Canada is facing the second wave of the pandemic — and it’s not alone. Several countries are already well into the second wave. New case numbers are rising, and the panic is setting in. The businesses are closing down again, and people are frustrated. Unlike the first wave of the pandemic when people were actively hoping for a vaccine, people are now more focused on adjusting to the new pandemic-ridden reality.
And the second wave might not come alone. It’s expected to bring another market crash with it. This time might be different from the last time, and instead of seeing a sharp fall across the board, we might see certain sectors and industries diving while others remain steady.
From the first market crash, we’ve learned which stocks have decent recovery and growth potential. And if you want to buy stocks that can survive the second wave of the pandemic, these are the ones you should be looking for.
A tech stock
The tech sector thrived in the market crash. Even stocks like Lightspeed (TSX:LSPD)(NYSE:LSPD), which lost a massive 73% of their valuation, fully recovered and even grew after the crash. And if you are worried about the second wave knocking down the market crash, Lightspeed is one of the stock you might want to add. It’s often considered another Shopify, especially for SMBs, which is high praise.

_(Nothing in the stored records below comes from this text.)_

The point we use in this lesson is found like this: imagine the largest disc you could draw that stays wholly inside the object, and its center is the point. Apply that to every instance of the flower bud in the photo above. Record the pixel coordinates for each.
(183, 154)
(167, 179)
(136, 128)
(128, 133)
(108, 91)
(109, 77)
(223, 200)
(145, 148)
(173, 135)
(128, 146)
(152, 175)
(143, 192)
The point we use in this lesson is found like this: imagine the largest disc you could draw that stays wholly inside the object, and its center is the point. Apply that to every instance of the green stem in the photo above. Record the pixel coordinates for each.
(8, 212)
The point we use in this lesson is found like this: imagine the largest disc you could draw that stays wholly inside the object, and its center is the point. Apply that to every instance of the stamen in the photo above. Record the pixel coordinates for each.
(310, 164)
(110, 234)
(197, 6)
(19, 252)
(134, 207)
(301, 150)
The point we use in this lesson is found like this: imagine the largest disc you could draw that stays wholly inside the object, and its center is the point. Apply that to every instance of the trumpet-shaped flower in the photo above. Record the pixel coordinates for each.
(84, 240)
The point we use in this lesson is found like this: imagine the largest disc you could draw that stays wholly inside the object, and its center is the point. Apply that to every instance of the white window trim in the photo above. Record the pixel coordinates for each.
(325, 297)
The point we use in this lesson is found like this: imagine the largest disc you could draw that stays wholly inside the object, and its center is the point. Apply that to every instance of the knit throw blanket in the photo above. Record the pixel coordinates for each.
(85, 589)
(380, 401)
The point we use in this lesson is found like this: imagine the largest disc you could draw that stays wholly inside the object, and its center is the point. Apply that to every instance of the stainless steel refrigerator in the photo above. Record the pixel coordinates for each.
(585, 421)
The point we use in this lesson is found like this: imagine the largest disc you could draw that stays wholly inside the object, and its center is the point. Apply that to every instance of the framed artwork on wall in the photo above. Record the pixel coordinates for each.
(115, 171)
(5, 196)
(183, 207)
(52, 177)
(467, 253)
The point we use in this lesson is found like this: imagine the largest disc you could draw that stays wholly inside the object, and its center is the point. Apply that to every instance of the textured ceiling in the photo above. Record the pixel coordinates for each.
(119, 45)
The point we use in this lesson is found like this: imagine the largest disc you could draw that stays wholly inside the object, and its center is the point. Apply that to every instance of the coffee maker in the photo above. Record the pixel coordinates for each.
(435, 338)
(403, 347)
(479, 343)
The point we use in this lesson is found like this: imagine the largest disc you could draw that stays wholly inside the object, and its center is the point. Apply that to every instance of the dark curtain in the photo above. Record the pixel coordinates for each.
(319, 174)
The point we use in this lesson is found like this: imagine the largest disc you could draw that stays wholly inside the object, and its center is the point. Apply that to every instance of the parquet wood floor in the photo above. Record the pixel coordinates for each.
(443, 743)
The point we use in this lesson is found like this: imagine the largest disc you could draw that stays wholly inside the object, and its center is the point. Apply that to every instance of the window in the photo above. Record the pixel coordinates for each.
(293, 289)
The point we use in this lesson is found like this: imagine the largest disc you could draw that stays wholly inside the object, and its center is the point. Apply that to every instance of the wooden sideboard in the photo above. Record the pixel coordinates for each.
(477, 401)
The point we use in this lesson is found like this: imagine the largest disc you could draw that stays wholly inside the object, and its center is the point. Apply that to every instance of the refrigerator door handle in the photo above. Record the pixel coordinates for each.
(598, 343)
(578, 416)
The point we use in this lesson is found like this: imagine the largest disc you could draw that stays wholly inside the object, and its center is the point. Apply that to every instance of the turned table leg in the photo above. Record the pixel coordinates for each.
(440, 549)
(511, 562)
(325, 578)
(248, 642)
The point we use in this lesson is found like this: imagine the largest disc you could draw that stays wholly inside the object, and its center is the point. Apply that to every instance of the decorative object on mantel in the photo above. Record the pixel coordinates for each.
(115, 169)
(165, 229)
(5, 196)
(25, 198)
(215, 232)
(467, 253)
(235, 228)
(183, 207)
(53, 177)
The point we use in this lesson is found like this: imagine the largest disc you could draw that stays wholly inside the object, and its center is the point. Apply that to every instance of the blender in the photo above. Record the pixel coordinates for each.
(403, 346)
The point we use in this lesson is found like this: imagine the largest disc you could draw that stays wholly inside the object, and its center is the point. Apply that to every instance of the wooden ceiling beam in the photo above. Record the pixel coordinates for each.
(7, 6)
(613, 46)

Thankfully, the company isn’t there yet, and while it’s still quite expensive, a market crash will most likely push down the valuation to more reasonable levels. And as the company and the whole e-commerce industry has proven during the previous crash, it won’t just survive the pandemic but will thrive in it.
A utility stock
Utility stocks are considered inherently safe against market crashes because even when people are limiting their other expenses, they still need utilities and will keep paying for them, which makes stocks like Algonquin Power & Utilities (TSX:AQN)(NYSE:AQN) safe buys for the second COVID wave. Algonquin was a decent growth stock, even before the market crashed.
As renewable energy and regulated energy conglomerate, the company seems all set for the future. It’s also a nine-year-old Dividend Aristocrat, offering a promising 3.9% yield. If you buy the company when it dips during the next market crash, you will be able to lock in a better yield. The stock has been consistently growing for the last ten years. And if it can sustain its growth pace and keeps increasing its dividends, it can be a powerful long-term addition to your portfolio.
Foolish takeaway
There are plenty of other stocks that showed remarkable recovery potential, but you should consider your choice with more than that in mind. Some stocks are only good as long as they are riding the recovery momentum. Afterward, they might just be dead weight. But stocks like Lightspeed and Algonquin are the ones you can hold on to for years, even decades.